Keynes to Recto’s rescue

Finance Secretary Ralph Recto has resurrected Dr. Peter Pangloss, situating the Philippines’ short-run economic growth as the best in all possible worlds, predicting that in nine years, the country would leave giants like Japan, China, India and South Korea in the dust.

If John Maynard Keynes were alive, he would be amused by the short-run economics of Recto, which beats his declaration in his 1923 book “A Tract on Monetary Reform” that “the long run is a misleading guide to current affairs. In the long run, we are all dead.” Keynes championed state interventions and said governments should solve problems in the short run rather than wait for market forces to fix things over the long run.

Thus, central banks should stabilize domestic prices by fiddling with interest rates and managing reserves, intervening only when there is volatility and pushing policies that maximize employment. Keynes would not allow runaway exchange rate fluctuations and central banks must stop the hemorrhage through a crawling peg rather than a floating rate. Unfortunately for Recto, Keynes has been hopelessly dead for a long time but the short-run solutions he had devised helped some countries crawl out of a hellhole.

Franklin Roosevelt’s New Deal managed to keep the US afloat after Republicans instigated the Great Depression, and a high income tax rate (up to 96%) forced plutocrats to reinvest unwarranted gains to finance industries, including the war industries, rather than put their money in their pockets or buy luxuries, art pieces or vanity investments.
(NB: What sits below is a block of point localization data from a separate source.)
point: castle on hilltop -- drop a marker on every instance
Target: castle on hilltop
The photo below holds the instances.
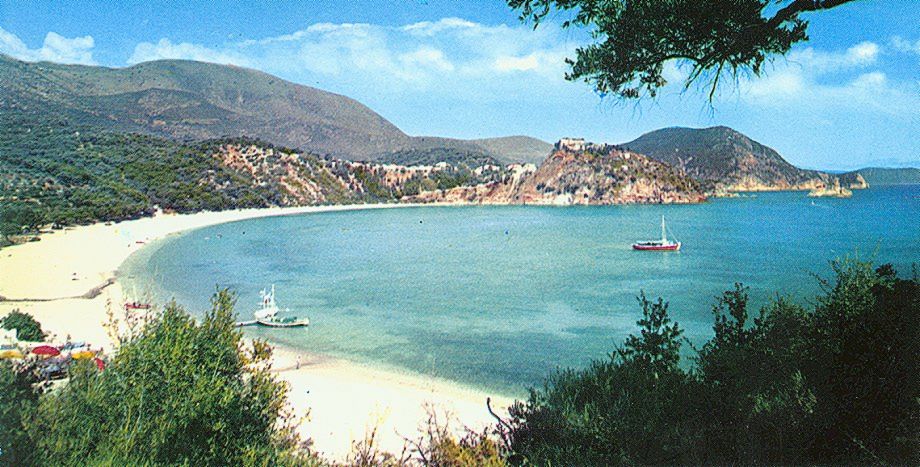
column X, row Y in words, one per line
column 571, row 144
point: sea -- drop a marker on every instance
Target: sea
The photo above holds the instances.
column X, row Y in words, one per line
column 500, row 297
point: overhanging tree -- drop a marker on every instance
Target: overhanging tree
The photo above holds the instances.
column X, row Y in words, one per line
column 634, row 39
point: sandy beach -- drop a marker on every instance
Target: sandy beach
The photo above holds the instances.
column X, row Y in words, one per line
column 68, row 280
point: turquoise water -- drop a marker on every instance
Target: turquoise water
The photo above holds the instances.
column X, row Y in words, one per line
column 497, row 297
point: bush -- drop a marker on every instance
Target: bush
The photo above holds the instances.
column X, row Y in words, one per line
column 27, row 329
column 18, row 401
column 835, row 384
column 177, row 393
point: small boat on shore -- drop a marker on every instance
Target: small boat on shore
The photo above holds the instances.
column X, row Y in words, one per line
column 267, row 314
column 658, row 245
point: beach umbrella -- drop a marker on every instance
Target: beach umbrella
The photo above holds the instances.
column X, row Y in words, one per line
column 10, row 353
column 82, row 354
column 46, row 350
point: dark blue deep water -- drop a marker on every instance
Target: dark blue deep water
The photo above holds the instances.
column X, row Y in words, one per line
column 497, row 297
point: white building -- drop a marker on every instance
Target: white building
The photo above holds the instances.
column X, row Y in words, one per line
column 571, row 144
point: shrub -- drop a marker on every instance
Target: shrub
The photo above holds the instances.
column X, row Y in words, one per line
column 834, row 384
column 177, row 393
column 27, row 329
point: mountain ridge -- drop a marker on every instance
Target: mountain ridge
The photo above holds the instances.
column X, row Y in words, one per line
column 189, row 100
column 726, row 160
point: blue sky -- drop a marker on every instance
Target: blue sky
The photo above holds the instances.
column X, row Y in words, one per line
column 468, row 69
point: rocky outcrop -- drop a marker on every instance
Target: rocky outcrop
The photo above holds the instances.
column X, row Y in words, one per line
column 724, row 160
column 594, row 175
column 834, row 190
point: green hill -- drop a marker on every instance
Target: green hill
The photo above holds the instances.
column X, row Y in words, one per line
column 187, row 100
column 723, row 158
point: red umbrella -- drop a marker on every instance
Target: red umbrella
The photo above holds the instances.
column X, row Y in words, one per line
column 46, row 350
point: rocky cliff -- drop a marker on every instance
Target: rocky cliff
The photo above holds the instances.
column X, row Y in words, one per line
column 595, row 175
column 724, row 160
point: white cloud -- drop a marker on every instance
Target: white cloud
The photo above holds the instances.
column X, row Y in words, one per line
column 874, row 79
column 449, row 54
column 904, row 45
column 505, row 63
column 55, row 48
column 811, row 74
column 430, row 28
column 864, row 52
column 166, row 49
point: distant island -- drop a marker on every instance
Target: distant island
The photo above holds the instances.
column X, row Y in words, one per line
column 84, row 144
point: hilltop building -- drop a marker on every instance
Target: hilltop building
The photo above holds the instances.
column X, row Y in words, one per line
column 571, row 144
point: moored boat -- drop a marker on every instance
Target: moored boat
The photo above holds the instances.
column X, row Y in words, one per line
column 267, row 314
column 658, row 245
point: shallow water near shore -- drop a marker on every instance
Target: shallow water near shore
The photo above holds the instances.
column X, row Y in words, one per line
column 497, row 297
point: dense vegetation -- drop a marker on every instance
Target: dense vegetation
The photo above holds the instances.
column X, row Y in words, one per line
column 721, row 157
column 188, row 100
column 176, row 393
column 54, row 173
column 27, row 329
column 834, row 383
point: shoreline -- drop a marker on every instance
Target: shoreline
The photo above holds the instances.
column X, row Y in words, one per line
column 69, row 281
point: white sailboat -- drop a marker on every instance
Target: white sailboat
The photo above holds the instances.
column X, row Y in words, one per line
column 267, row 313
column 658, row 245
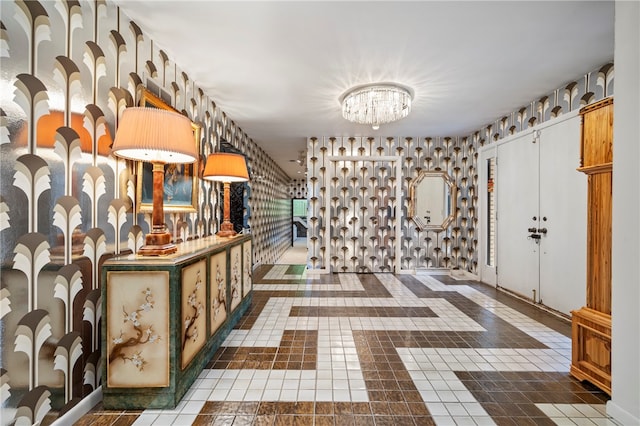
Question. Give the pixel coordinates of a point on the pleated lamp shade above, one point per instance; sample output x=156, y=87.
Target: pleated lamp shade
x=155, y=136
x=226, y=167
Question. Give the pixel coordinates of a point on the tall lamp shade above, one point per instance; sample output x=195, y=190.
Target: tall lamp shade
x=226, y=167
x=159, y=137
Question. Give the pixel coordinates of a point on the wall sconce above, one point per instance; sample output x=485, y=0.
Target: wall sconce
x=226, y=168
x=159, y=137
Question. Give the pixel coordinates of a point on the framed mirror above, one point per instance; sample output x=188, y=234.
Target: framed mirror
x=432, y=200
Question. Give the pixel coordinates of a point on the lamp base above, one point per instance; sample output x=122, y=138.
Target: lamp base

In Geoff Mann’s “In the Long Run We’re All Dead,” he argued that his masterwork “The General Theory of Employment, Interest, and Money” is modern liberalism’s most persuasive internal critique, meeting two centuries of crisis with a proposal for capital without capitalism and revolution without revolutionaries. Danny Dorling, author of “Inequality and the 1%” described Mann’s book as “a detailed, fast-flowing account of how repeatedly guileful Keynesianism crisis management has saved the elite by reengineering tragedy.”

Recto predicted that in exactly 9 short years, the country’s turtle economy would crawl past the tiger economies of China, Japan, India and South Korea, zooming past the list of developing nations that generously hosted foreign direct investments (FDIs) and offered a raft of tax incentives, subsidies and tariff-free imports to car companies, textile mills and high-tech corporations producing microchips, electronic products, smartphones and electric vehicles (EVs.)

“Fast forward to 2075, the Philippines will overtake France to become the 14thlargest economy in the world,” Recto said, a statement that spurred bewilderment among those who attended the recent Philippine Economic Briefing (PEB.) In exactly 51 years, the Philippines will surpass France, and, of course, dozens of member-countries of the European Union (EU.) Well, in the long run we are all dead, anyway and good luck to Recto if he would still enjoy being Nostradamus in 2075.

Recto said the goal can be reached with the government’s growth-enhancing strategies and the right policy tools. “We will continue bolstering growth by arresting inflation through a whole-of-government approach. Ensuring food security is our top priority,” he said. For the nonce, however, and before Recto goes full-blast into his fugue state, he should hear the tick-tock, the warning signs of economic targets not being met with regularity, the sinking peso value, the rash of retrenchments in microelectronic companies, garment factories and the closures of firms operating in free trade zones. Recto still has to acquire spidey sense, surely an asset to any finance secretary.